È facile romanticizzare l’idea di andare alla deriva lungo un canale o sedersi su un lago sorseggiando un caffè. Ma la realtà di vivere su una casa galleggiante è ben lontana da un appartamento standard o da una casa di periferia. Certo, l’obiettivo è lo stesso: hai bisogno di un tetto sopra la testa, di spazio per i tuoi vestiti e di un posto dove conservare la spesa. Ma l’esecuzione? Completamente diverso.
A meno che tu non stia galleggiando su una nave all’avanguardia da molti milioni di dollari, lo spazio è limitato. Le case galleggianti più comuni offrono alloggi modesti che impallidiscono in confronto alle abitazioni a terra delle dimensioni di un appartamento. Non troverai più storie. Non avrai infinite cabine armadio. Devi adattarti.
Comprendere la planimetria nautica
La confusione spesso inizia dalla terminologia. Potresti essere abituato a chiamare una stanza “camera da letto” o “cucina”. Su una barca, questi termini hanno specifici equivalenti marittimi. Conoscerli aiuta quando guardi gli elenchi o cerchi di gestire la tua routine quotidiana.
- Posto letto: Questo è solo un letto. Se si trova nella parte anteriore (a prua), dove lo scafo si restringe a forma di V, si chiama V-ancoraggio.
- Stanza: La camera da letto vera e propria.
- Cambusa: La cucina.
- Testa: Il bagno.
- Cabina: termine generale per qualsiasi spazio chiuso.
- Salone: il soggiorno o la principale area di ritrovo per i passeggeri.
- Pozzetto: L’area in cui si governa la barca. Noto anche come ponte.

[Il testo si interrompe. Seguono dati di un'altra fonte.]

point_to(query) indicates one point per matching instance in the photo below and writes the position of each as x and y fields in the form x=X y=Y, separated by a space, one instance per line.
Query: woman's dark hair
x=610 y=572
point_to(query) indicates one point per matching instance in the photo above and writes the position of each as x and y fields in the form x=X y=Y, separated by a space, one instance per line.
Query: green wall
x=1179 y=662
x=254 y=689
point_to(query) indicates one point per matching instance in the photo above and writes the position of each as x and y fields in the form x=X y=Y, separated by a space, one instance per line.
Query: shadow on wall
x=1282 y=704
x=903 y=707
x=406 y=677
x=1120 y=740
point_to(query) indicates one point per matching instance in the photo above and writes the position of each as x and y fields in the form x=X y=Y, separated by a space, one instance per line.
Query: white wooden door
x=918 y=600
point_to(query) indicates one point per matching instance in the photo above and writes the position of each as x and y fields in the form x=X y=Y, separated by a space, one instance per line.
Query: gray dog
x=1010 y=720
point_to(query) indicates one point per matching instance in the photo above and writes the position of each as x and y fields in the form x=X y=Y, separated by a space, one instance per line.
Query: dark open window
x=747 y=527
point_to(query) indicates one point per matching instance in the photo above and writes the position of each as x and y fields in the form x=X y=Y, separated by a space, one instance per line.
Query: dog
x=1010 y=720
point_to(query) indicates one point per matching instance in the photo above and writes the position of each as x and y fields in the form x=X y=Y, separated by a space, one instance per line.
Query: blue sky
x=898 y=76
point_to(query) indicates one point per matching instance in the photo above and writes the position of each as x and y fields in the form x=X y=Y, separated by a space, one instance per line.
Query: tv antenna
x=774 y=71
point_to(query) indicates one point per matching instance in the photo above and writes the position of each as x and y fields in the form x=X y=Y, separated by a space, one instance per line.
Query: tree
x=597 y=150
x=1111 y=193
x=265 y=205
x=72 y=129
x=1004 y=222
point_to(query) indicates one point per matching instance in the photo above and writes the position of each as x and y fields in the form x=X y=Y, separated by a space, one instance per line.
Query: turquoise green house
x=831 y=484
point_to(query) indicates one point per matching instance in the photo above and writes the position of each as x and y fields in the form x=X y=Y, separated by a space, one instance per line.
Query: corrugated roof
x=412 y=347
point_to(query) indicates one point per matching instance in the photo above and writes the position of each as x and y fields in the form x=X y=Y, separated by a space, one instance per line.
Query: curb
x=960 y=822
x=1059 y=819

- Timone: La postazione di pilotaggio specifica all’interno della cabina di pilotaggio.
- Nav Station: il centro di comando per apparecchiature di navigazione come radio, GPS e carte nautiche. Indispensabile per ogni barca che si muove.
Fixed vs. Cruising: il divario di utilità
Qui è dove le cose diventano tecniche. Come funziona una toilette quando la tua casa galleggia? La risposta dipende interamente dal fatto che la tua barca sia fissa o crociera.
Case galleggianti fisse
Se la tua barca è ferma, è sorprendentemente simile a una casa a terra. È collegato a una fonte diretta di acqua e trattamento delle acque reflue.
– Collegamento all’acqua: Un tubo esterno porta “acqua di città” o acqua dolce direttamente dal porto turistico o dal molo.
– Linea fognaria: Una linea dedicata aspira i rifiuti dalla testa (bagno) e li invia all’impianto di trattamento a riva, proprio come una normale linea fognaria.
Case galleggianti da crociera
Se prevedi di spostarti in acqua, non puoi fare affidamento sull’energia elettrica o sulle acque reflue costiere. Devi essere autosufficiente.
– Serbatoi d’acqua: sono necessari serbatoi dedicati per bere, fare la doccia e lavarsi.
– Serbatoi di raccolta: nella maggior parte dei luoghi i rifiuti non possono essere scaricati direttamente nell’acqua. Hai bisogno di un serbatoio per le acque reflue.
– Bagni (WC): Possono essere elettrici (scarico standard stile camper) o manuali (maniglia della pompa).
– Smaltimento dei rifiuti: le opzioni variano. Alcuni sistemi trattano i rifiuti per il pompaggio legale fuori sito. Altri utilizzano sistemi di macerazione o addirittura wc inceneritori che trasformano i liquami in cenere, che a volte può essere legalmente smaltita in mare a seconda delle normative locali.
Alimentare la casa
L’elettricità è un altro importante elemento di differenziazione.
Imbarcazioni fisse si collegano direttamente all’alimentazione da terra del porto turistico. È semplice.
Le barche da crociera necessitano di una propria fonte di alimentazione.
– Generatori: comuni, ma rumorosi e richiedono lo stoccaggio del carburante.
– Batterie: Molti diportisti utilizzano un sistema separato. Un banco di batterie avvia il motore. Una banca separata alimenta la casa (luci, frigorifero, TV).
– Monitoraggio: sono necessari lettori di amperaggio e tensione. Il funzionamento delle pompe dell’acqua, della refrigerazione, dei WC elettrici e della TV satellitare consuma rapidamente energia.
Rimanere senza elettricità in mezzo a un lago o a un oceano non è solo un inconveniente. È un pericolo per la sicurezza. Devi sapere esattamente quanto succo ti è rimasto.
La fisica del galleggiamento
Hai la disposizione. Hai le utilità. Ma la barca non affonda. Ciò richiede la comprensione della galleggiabilità e dello spostamento. Entreremo nella fisica del rimanere a galla nella prossima sezione.